Julann Jatczak, Wisconsin Women’s Business Initiative Corp.

While there are oodles of Polish Christmas traditions in my family (like setting an extra seat at the Christmas Eve dinner table for Jesus, or going to midnight Mass that starts at 10 p.m., or watching the kids sing “Happy Birthday” to Jesus as they surround an ice cream layer cake), the custom that remains dearest to my heart is the sharing of oplatki.

Oplatki (“oh pwah key”) are Christmas wafers that are shared among the family just before the holiday meal is served. These unleavened wafers are rectangular shaped and very thin … they remind me of the consistency of the round wafers that become the host during a Catholic Mass.

A wafer is distributed to everyone present. The host or eldest member of the family gives a short prayer or greeting to the group, breaks off a piece of his/her wafer, and shares it with another family member. Then each person breaks off a piece of the others’ oplatki and continues until they have exchanged good wishes for a safe and healthy new year with everyone. As you can imagine, there are hugs and kisses on the cheek everywhere.

It’s like a networking mixer with your own family. No longer can quirky Uncle Waldo sit quietly alone in a dark corner by the tree. Young to old, old to young … everyone talks and laughs and enjoys each other. The best part is introducing any Christmas Eve dinner guests … or unsuspecting fiancées … to this Jatczak family tradition. If they can survive the oplatki exchange, they’re probably ready for czarnina! If you don’t know what that is, that’s okay … you’re invited to our house next year.

 

Cay Villars, IB Blogger

I can’t think of a better Christmas present than the year my brother returned from his deployment to the Middle East, right before Christmas. You can spend a lot of time in a year thinking about how precious life is, and how you might never see your brother again. When you come from a family of seven siblings who have found their way to all parts of the U.S. – from Anchorage to Las Vegas, Madison, Houston, and Kuwait – it’s a fair miracle when all siblings manage to show up in our hometown, New Orleans. And that year, we all found our way home to celebrate one of the most precious gifts in life we have … each other.

Patrick Farabaugh, Our Lives magazine

There were a few annual sacred rituals in my family. Watching A Miracle on 34th Street after Thanksgiving each year was high on that list. Growing up in an Indiana mill town didn’t offer many opportunities to explore the world beyond what the television brought into our living rooms, but that didn’t stop us from daydreaming and fantasizing about the grand lives being lived in places like New York and London, or even in Kansas if we were collecting again to watch The Wizard of Oz.

A Miracle on 34th Street was my grandmother’s favorite. Throughout the entire year I would listen to her recite Kris Kringle’s lines and talk about the glamour of Macy’s in New York. I was too young to even know where New York was, let alone that Macy’s was a real store.

Then, the year I turned 18 I moved to New York to begin working for Entertainment Weekly.
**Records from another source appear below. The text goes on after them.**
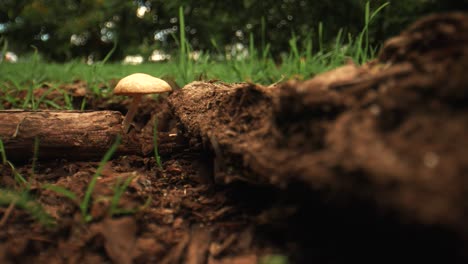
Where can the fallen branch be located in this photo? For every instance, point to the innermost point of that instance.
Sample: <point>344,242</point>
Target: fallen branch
<point>74,135</point>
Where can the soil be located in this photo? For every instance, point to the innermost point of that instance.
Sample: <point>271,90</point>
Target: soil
<point>363,163</point>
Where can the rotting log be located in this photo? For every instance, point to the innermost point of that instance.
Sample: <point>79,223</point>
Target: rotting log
<point>74,135</point>
<point>391,132</point>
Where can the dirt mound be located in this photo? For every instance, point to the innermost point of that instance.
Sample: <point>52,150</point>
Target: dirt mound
<point>392,131</point>
<point>362,163</point>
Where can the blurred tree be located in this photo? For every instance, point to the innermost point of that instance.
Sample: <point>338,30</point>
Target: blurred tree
<point>67,29</point>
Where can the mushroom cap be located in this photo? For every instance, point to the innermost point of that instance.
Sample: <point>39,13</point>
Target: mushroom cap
<point>141,83</point>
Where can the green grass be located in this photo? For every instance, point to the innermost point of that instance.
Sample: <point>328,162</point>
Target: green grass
<point>301,61</point>
<point>85,203</point>
<point>27,203</point>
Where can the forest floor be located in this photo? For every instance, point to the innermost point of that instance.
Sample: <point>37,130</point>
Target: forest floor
<point>363,163</point>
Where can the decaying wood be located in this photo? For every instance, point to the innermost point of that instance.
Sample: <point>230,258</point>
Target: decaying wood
<point>73,135</point>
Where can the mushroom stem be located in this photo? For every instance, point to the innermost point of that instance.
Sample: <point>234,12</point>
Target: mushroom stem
<point>131,112</point>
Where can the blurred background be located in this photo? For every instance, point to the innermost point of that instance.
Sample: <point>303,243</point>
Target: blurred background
<point>142,31</point>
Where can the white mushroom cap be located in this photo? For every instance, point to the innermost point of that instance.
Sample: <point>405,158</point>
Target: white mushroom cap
<point>140,83</point>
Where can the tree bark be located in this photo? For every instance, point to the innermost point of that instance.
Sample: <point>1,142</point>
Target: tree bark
<point>66,134</point>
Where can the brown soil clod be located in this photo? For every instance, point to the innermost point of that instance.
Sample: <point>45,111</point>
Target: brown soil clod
<point>363,163</point>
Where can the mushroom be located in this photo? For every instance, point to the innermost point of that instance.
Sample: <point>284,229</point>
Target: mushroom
<point>137,85</point>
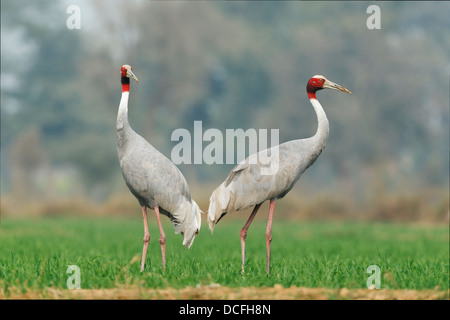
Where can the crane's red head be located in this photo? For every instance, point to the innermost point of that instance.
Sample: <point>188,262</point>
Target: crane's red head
<point>126,74</point>
<point>320,82</point>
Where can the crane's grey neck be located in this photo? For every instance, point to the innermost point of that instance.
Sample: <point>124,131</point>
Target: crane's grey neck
<point>122,124</point>
<point>323,128</point>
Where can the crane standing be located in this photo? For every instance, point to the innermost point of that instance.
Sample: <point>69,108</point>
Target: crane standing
<point>153,179</point>
<point>246,186</point>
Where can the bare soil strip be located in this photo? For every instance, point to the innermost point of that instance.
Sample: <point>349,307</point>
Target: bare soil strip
<point>217,292</point>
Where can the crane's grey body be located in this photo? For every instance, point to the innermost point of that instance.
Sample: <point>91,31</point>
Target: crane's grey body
<point>154,180</point>
<point>246,186</point>
<point>250,183</point>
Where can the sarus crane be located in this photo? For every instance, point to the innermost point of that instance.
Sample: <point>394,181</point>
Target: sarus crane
<point>153,179</point>
<point>247,185</point>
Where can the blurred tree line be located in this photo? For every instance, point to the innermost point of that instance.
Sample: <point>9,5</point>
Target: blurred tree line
<point>230,65</point>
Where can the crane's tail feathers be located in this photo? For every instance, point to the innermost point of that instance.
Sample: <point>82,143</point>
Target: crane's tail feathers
<point>189,214</point>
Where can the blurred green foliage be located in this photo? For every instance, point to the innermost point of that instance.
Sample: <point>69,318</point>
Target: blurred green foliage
<point>230,65</point>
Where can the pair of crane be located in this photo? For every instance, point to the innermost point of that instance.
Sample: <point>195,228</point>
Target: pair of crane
<point>158,184</point>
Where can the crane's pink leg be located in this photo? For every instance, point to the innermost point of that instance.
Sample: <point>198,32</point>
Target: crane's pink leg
<point>243,234</point>
<point>269,233</point>
<point>162,238</point>
<point>146,237</point>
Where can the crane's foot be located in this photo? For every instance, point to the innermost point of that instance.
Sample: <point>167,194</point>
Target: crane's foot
<point>146,240</point>
<point>162,242</point>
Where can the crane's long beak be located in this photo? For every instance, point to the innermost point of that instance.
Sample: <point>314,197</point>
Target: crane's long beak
<point>131,75</point>
<point>331,85</point>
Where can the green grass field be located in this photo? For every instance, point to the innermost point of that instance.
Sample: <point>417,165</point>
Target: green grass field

As a small-town boy from the Midwest, the city was wondrous. It was full of life and curiosity. I spent days exploring its streets on foot with my headphones and portable CD player. And when my first holiday season in New York arrived, I was mesmerized by the department store windows. Saks Fifth Avenue, Lord & Taylor, Bloomingdale’s, and of course Macy’s on 34th Street. I wandered in and found Macy’s Christmas tree and was even able to take an ornament from the tree. I gave that to my grandmother for Christmas that year and it instantly became a coveted addition to her tree each year. Over her entire life, I think that simple little gift may have been the best gift I ever gave her for Christmas.